Hasards du calendrier, une citation bien connue se promenait hier, elle aussi, sur twitter. « Journaliste, je dépends de ceux qui possèdent les journaux.
Attendre des représentants du capital qu’ils vous fournissent gracieusement des armes - c’est-à-dire en l’occurrence des journaux - pour s’élever contre une forme de société qui leur convient, et une morale qui est la leur, cela porte un nom: l’imbécillité. Mais la plupart de ceux qui travaillent dans les grands journaux sont, en gros, d’accord avec cette société et cette morale. Ils ne sont pas achetés, ils sont acquis. La nuance est importante. Ceux qui ne le sont pas, peuvent en théorie, créer d’autres organes pour exprimer leurs vues. En pratique, les fonds nécessaires à la création d’une telle entreprise ne se trouvent pas dans les poches des révolutionnaires ».
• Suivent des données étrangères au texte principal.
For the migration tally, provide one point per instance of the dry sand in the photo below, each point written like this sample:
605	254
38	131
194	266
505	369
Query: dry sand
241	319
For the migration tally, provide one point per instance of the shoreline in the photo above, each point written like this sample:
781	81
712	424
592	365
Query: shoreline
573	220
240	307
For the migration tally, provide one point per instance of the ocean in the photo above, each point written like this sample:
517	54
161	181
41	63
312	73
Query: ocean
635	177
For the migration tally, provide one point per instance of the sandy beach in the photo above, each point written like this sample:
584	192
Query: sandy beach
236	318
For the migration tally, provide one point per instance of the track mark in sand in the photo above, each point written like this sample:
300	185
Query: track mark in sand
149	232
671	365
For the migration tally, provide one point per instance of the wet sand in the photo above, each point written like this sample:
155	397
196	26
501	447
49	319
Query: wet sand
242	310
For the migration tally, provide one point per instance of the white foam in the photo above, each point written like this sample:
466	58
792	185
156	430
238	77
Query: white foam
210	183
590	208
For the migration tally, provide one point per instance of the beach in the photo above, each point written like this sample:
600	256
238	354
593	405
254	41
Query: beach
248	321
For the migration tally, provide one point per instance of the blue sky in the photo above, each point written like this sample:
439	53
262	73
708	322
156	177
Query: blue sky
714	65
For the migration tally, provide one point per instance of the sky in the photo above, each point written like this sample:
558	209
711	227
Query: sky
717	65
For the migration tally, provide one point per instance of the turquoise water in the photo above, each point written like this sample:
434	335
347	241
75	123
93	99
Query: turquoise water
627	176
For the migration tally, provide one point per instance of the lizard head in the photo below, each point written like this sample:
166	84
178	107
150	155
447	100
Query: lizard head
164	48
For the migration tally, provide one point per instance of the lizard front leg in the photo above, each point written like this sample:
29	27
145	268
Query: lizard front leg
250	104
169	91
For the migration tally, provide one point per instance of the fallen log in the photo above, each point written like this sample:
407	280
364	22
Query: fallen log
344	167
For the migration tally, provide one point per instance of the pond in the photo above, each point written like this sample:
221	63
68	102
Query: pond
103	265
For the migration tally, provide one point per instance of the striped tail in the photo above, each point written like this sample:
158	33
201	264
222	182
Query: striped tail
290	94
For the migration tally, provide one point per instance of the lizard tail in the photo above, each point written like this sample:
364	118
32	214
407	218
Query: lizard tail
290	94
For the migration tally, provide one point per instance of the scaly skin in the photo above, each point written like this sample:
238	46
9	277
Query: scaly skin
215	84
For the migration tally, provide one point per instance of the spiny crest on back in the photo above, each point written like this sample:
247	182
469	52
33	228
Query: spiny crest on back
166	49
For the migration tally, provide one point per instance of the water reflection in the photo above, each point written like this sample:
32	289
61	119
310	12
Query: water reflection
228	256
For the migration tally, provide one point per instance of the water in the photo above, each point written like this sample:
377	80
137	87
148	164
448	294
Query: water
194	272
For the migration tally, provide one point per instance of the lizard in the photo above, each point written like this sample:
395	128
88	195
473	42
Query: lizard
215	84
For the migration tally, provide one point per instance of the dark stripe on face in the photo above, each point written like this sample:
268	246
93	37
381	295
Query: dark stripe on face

L'auteur ? Pas un gauchiste ou un souverainiste d'aujourd'hui, mais une des plus talentueuses journalistes françaises de la seconde moitié du XXe siècle, Françoise Giroud. « Pas achetés, mais acquis, la nuance est importante ». Les réactions d'humeur les plus incontrôlables que nous ayons déclenchées, ici, sur @si, ont été entraînées par des articles pointant la macronisation des journalistes du groupe de Pierre Bergé, notamment celui-ci ou celui-là, pour n'en citer que deux. À chaque fois, appels attristés, protestations d'indépendance, textos furibards, à l'idée qu'on puisse croire que l'article était commandité par les propriétaires. À chaque fois, les mêmes arguments : on a eu l'idée tout seuls, comme des grands, il a fallu batailler pour convaincre la rédaction en chef, et si vous saviez comme l'enquête a été difficile ! Protestations toujours véhémentes, comme à chaque fois qu'un nerf est touché. Mais lequel?